Important lessons in unlikely packages.

She was wearing Tory Burch sandals with newly painted toenails, but above her left ankle was a cumbersome black device wrapped around her leg. In an instant I recognized the unsightly adornment as a court-appointed tracking device. I’d never seen one before, but the bright footwear and dark anklet was too rich a contrast to ignore.

What struck me first was her willingness to let it show. She could have worn long pants, but, instead, left the device for all to see. I also reflected on the captivity the device represented. Because of it, there were places she was required to go and others where she was forbidden. When she spoke, I learned yet another important lesson. Expecting a long saga about her misfortunes, she spoke of deep gratitude. Struggling to get the words out, she told us that she was allowed to see her granddaughter for the first time in a year later that afternoon.

Looking back, I can’t remember the topic of the meeting, but I'll never forget the lessons of the day.

I have spent a lifetime trying to hide my imperfections. So insecure about the opinions of others, I have worn many costumes and masks like long pants shrouding all the things of which I am embarrassed. How I wish I had the courage of the woman sitting across from me.

I have no court appointed anklet, but I, too, am held captive by many things. My thoughts and behaviors bind me as much as any device. Because of them, there are places I need to go (like the meeting I was attending) and other places I cannot. Her visible captivity only reminded me of my own.

Her words of gratitude, despite her circumstances, also served as an inspiration.  She could have focused on what was wrapped around her leg, but instead thought of her granddaughter wrapped around her heart. Too often, I look down at the little things instead of out at the big.

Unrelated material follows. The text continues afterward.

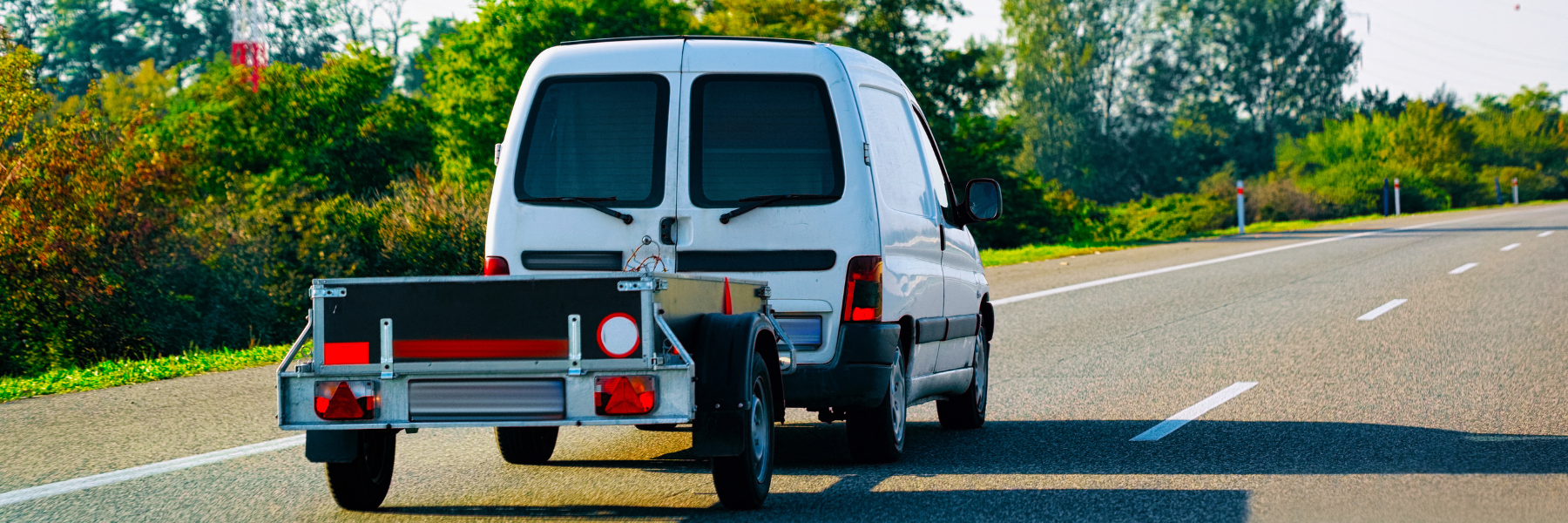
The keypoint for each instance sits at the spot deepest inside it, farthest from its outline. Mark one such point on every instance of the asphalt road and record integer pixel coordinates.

The lessons of life, the ones we really need to learn, are sometimes disguised in unlikely packages. That morning, what I needed to learn was not in a book or a well-designed meeting, but in a woman with a devise attached to her leg.

Eyes on the road

It’s a running joke in my family that while driving I am incapable of looking away and remaining in my lane. In the days of children in car seats, it was a real risk for me to turn and assist a disgruntled child. Today, looking at something off to the side or behind me is to beckon the familiar rumble from strips designed to awaken drivers who have veered off course.

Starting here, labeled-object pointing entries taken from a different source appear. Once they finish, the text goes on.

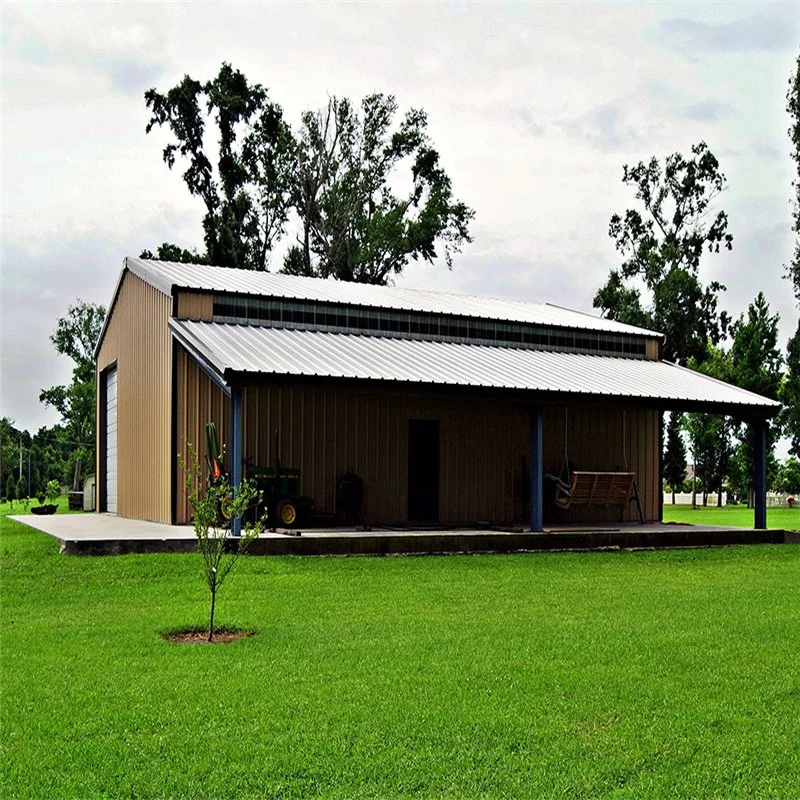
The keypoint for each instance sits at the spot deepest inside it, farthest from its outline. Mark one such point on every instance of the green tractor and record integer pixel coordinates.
(280, 492)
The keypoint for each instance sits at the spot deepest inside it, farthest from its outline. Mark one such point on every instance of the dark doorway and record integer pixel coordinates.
(423, 470)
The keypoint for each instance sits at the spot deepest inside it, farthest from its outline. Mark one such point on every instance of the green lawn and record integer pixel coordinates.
(787, 519)
(626, 675)
(19, 508)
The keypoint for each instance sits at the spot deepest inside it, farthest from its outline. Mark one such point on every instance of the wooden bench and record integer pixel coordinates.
(600, 490)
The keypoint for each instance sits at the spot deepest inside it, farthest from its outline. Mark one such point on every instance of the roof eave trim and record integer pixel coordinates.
(218, 377)
(741, 411)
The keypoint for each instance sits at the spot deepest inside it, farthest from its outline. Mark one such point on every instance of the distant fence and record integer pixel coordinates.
(685, 499)
(774, 499)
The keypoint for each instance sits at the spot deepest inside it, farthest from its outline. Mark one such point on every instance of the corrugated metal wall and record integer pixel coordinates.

Recently, after illustrating this weakness once again, my daughter smiled, shook her head, and kindly suggested: “You know, you could just keep your eyes on the road.”

Of course, she was right. Her advice, though simple and full of common sense, seems to speak about more than driving.

If I look honestly at my life, I can see how I struggle in the same way. There have been and continues to be distractions on my left and right, just as there are countless reasons to look behind me at things past. Whether it’s an unkind remark or action that causes me to look away, I sometimes respond with ones of my own. When focused with great excitement on what could be, I am reminded of mistakes in the past and lose all enthusiasm.

In other words, each time I look away I veer off course. It is hard enough to navigate when looking straight ahead, but looking away makes it almost impossible. Just like when driving, I am incapable of looking away and remaining in my lane. My daughter’s simple advice seems to speak once again: “You know, you could just keep your eyes on the road.”

How difficult and true is such advice for us all. 

Grace

Wiffle Ball was a daily occurrence in my backyard growing up, and players arrived before 4:00 regardless of what school they attended. Skill levels varied, but no one was superior to Grace. She moved to the neighborhood from California mid way through her fourth grade year and established herself as a superstar within a week. There was not a pitcher who could get a ball past her, nor fielder who could catch the missiles she launched. More than all of that, she was the nicest person I’d ever met.

I remember one particularly ferocious game when our team was enormously grateful to have Grace on our team. It was a Sunday afternoon, which meant the winners had the much sought after bragging rights for Monday morning homeroom. The score was tied as the evening light faded and threat of being called in for dinner grew.  Because of a fielding error, we were able to get a player on base. The next two batters did not fare as well, to which one team member responded: “Don’t worry, Grace bats last.”

Just the words provided comfort to us all. Knowing no matter what we were or were not able to achieve Grace would bat last provided a sense that all would be well. She did not seem to mind the pressure. In fact, when she heard the comment she spread her arms wide, tilted her head back and closed her eyes and smiled as if to say: “Bring it on!”

I didn’t know it at the time, but we were all being given a profound theological lesson that day. More than any sermon or well-designed Sunday school class, waiting for Grace to bat taught us all we needed to know. Yes, we were a part of a team. Yes, we would each have to stand at the plate, take our turn, and do the best we could. More important than all of that, however, was the fact that Grace was going to bat last. She would take whatever we were able to achieve (or not) and make it all right. It was remarkable to be sure, but what was even more impressive was the fact that she did so with no thought of herself. It was just who she was, it was just what she did, and we were all the better for it.

I often think of Grace. To know she was behind me, ready, able and willing to hit “clean up” would make all the difference as I approached the home plates of today. Sometimes I wish she was still on my team. Maybe she is.